I meet Michel Houellebecq at Maison Péret, a busy brasserie serving regional French cuisine in Paris’s 14th arrondissement. He’s bang on time for lunch — which is to say he arrives at 6pm. “I can’t have a meal without drinking wine,” he had explained in a brief email exchange before our encounter. “After that, it’s all over, I can’t stop drinking, so I try to delay the fateful hour.” Impressed by his attempt at moderation, I am happy to agree.
France’s most famous contemporary writer is wearing a parka, just like the one he was going about in when I last saw him 15 years ago. Taking it off to reveal a pearl-snap denim shirt and black jeans, he looks worn out, his blue eyes only half open. But he greets me with a faint smile and we perform the ritual of the Parisian bise, two kisses, one on each cheek.

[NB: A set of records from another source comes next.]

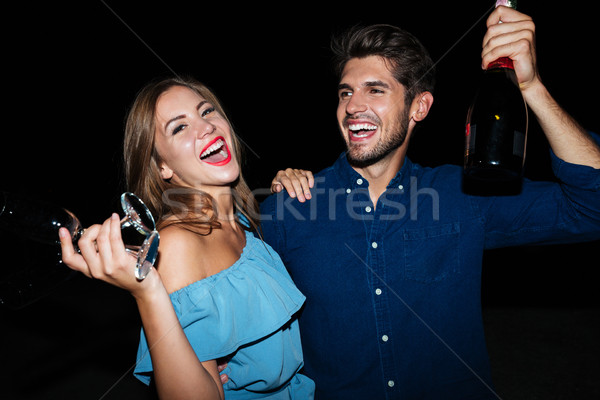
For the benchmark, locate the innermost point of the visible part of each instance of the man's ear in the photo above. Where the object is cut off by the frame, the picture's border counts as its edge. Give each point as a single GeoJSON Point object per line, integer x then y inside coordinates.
{"type": "Point", "coordinates": [421, 106]}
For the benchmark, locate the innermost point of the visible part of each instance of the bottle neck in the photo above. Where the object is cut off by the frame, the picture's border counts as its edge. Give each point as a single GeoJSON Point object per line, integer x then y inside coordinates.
{"type": "Point", "coordinates": [502, 62]}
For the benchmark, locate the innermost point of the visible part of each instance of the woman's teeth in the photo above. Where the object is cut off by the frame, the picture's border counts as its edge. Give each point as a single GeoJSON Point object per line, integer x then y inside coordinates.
{"type": "Point", "coordinates": [216, 146]}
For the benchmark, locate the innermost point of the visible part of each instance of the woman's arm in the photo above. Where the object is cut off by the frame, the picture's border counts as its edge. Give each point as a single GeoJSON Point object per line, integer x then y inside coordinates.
{"type": "Point", "coordinates": [177, 371]}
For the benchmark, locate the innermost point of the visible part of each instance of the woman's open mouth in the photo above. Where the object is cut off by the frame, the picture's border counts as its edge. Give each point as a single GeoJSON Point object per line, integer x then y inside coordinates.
{"type": "Point", "coordinates": [216, 152]}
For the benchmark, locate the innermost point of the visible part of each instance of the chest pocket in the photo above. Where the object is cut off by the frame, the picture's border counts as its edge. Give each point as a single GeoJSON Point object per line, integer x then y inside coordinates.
{"type": "Point", "coordinates": [432, 253]}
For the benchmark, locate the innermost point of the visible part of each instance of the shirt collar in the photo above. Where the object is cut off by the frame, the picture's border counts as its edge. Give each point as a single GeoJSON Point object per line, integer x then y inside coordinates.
{"type": "Point", "coordinates": [349, 178]}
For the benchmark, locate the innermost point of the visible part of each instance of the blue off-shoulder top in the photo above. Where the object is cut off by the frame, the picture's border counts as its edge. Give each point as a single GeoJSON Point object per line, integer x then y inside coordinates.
{"type": "Point", "coordinates": [247, 315]}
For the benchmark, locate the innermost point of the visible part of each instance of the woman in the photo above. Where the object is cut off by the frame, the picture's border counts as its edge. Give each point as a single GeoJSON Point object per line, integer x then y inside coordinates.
{"type": "Point", "coordinates": [218, 293]}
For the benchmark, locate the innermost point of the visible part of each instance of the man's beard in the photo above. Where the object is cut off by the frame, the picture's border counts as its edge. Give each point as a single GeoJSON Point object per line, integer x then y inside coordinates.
{"type": "Point", "coordinates": [363, 158]}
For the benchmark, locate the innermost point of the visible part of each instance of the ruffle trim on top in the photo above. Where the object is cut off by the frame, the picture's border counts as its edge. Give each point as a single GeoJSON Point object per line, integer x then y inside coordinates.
{"type": "Point", "coordinates": [248, 301]}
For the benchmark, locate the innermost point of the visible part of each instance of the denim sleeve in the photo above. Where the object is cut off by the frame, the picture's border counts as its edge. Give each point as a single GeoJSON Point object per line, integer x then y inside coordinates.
{"type": "Point", "coordinates": [547, 212]}
{"type": "Point", "coordinates": [271, 232]}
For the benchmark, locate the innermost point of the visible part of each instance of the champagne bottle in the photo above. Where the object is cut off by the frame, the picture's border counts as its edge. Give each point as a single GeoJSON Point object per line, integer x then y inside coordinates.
{"type": "Point", "coordinates": [496, 128]}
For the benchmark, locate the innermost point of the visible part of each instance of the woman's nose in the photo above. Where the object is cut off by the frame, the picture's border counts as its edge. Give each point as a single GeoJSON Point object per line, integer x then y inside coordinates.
{"type": "Point", "coordinates": [204, 128]}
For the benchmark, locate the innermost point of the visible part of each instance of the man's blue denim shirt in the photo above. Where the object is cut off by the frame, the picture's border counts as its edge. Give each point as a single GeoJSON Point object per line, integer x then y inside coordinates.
{"type": "Point", "coordinates": [393, 307]}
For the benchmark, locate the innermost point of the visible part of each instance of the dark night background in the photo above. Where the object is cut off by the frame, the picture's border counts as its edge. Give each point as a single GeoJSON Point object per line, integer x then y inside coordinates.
{"type": "Point", "coordinates": [71, 72]}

He glances at the menu brought by Jérémy, who turns out to be an energetic waiter of the best Parisian sort. Among other things, the menu offers wild snails. “I find it disturbing that snails are wild,” says my guest.

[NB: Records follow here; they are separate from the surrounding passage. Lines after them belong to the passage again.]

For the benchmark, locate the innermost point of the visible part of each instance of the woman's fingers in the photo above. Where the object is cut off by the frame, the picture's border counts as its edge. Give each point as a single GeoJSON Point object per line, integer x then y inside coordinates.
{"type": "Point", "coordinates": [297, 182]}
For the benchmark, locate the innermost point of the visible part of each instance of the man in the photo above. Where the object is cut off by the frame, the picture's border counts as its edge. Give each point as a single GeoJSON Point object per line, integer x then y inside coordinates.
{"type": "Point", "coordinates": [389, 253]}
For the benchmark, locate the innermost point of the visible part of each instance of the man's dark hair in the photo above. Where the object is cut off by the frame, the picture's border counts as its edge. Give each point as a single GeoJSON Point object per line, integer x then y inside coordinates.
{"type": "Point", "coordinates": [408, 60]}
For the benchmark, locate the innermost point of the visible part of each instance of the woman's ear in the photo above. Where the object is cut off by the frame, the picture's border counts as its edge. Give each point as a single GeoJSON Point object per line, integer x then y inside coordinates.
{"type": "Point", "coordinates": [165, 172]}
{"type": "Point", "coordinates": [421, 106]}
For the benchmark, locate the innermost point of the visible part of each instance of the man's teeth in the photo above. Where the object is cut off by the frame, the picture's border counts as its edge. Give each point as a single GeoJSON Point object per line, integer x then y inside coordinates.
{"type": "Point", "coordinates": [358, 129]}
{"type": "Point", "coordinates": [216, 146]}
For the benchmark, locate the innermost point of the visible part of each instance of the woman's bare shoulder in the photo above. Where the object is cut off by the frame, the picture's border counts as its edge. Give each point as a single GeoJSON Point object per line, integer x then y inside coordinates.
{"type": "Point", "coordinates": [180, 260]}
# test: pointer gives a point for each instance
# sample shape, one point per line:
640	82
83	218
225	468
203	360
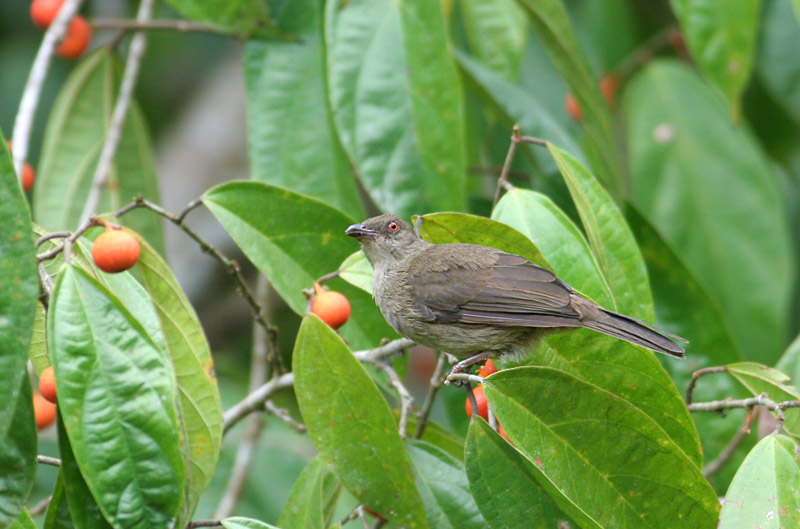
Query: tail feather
636	332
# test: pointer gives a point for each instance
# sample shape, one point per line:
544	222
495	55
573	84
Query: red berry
487	369
47	384
115	250
480	399
43	411
331	307
43	12
77	39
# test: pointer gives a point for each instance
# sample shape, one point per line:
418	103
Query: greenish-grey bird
476	301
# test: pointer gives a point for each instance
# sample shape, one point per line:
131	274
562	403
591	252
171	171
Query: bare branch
23	124
114	133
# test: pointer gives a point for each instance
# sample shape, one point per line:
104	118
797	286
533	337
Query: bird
477	302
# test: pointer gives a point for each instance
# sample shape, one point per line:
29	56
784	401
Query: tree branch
114	133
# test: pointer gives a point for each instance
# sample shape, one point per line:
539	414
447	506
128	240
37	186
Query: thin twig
254	423
40	507
150	25
433	389
406	400
47	460
722	459
696	376
114	132
285	416
23	123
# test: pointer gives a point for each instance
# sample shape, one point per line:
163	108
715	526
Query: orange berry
487	369
43	12
331	307
77	39
480	399
47	384
573	109
44	411
115	250
608	86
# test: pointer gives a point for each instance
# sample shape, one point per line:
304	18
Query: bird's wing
463	283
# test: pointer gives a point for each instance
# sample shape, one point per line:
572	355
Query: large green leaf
504	485
75	133
539	219
306	506
397	102
19	287
83	509
199	405
117	398
778	64
18	444
621	368
710	191
604	462
291	138
549	18
443	485
764	493
496	31
242	17
351	425
293	240
610	238
684	307
721	37
758	379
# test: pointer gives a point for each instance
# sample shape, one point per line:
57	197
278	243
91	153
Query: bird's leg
465	364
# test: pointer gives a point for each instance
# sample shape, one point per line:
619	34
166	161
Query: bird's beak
360	230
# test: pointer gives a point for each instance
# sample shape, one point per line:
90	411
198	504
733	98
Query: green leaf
23	521
519	105
504	485
357	271
291	137
57	515
17	453
722	39
83	509
539	219
758	379
239	522
117	398
240	17
777	63
397	102
549	19
764	492
442	228
293	240
443	485
305	508
688	162
199	405
604	462
496	31
610	238
76	130
351	425
19	287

Houellebecq starts by talking about Poland, where we originally met. He was on a book tour, and I was the journalist tasked with interviewing him on stage in several cities. I have vivid memories of running back and forth along the train with his interpreter and publisher, desperately seeking an empty compartment so he could defy the smoking ban. He, on the other hand, has no recollection of ever meeting me, nor even that I had brought up the encounter in our recent email exchange. Clearly there are more interviewers in his life than Michel Houellebecqs in mine.
The wine list runs to eight pages, but he looks briefly and asks for a mere glass — rather to my disappointment after all the build-up. Since I’m going to have some too, I up the stakes and suggest a bottle. At the waiter’s recommendation, we go for a Chablis.
I’ve been waiting to ask what he thinks of France’s new prime minister Michel Barnier, announced a few hours earlier that day after months of rancorous negotiations. Houellebecq is friends with former president Nicolas Sarkozy and his wife Carla Bruni, knows the far-right politician Éric Zemmour “un peu”, and has peopled his latest novel Annihilation, coming out in English this month, with characters inspired by President Emmanuel Macron and the finance minister Bruno Le Maire.
I’m in for a disappointment. Houellebecq, who doesn’t own a smartphone, learns that there’s a new prime minister only from me, and says he has never even heard of Barnier. He seems excited by the news, though, just as he’s amused at his own ignorance.
The author of Atomised (1998) is France’s most praised — and hated — novelist. His characters break taboos, expressing politically incorrect and often outrageous thoughts on an array of subjects, from immigration to the role of women. Citing Dickens and Balzac as his influences, and often employing speculative fiction, he portrays society without sentiment — and sometimes, one would hope, with distortion. He has sold millions of copies worldwide.
What is it, I ask, that has driven the rise of the French far right in the past 20 years? “Immigration,” he answers without hesitation. “And also, the total scorn of the elites.”
He’s speaking in a low voice, in short sentences interspersed with long pauses, every now and then popping mysterious pills from a plastic bag. He mentions the 2005 referendum on the European constitution. The result was “No”, later overridden by the French parliament. “It was almost 20 years ago and people still remember it,” he says. “They really made fools of us.”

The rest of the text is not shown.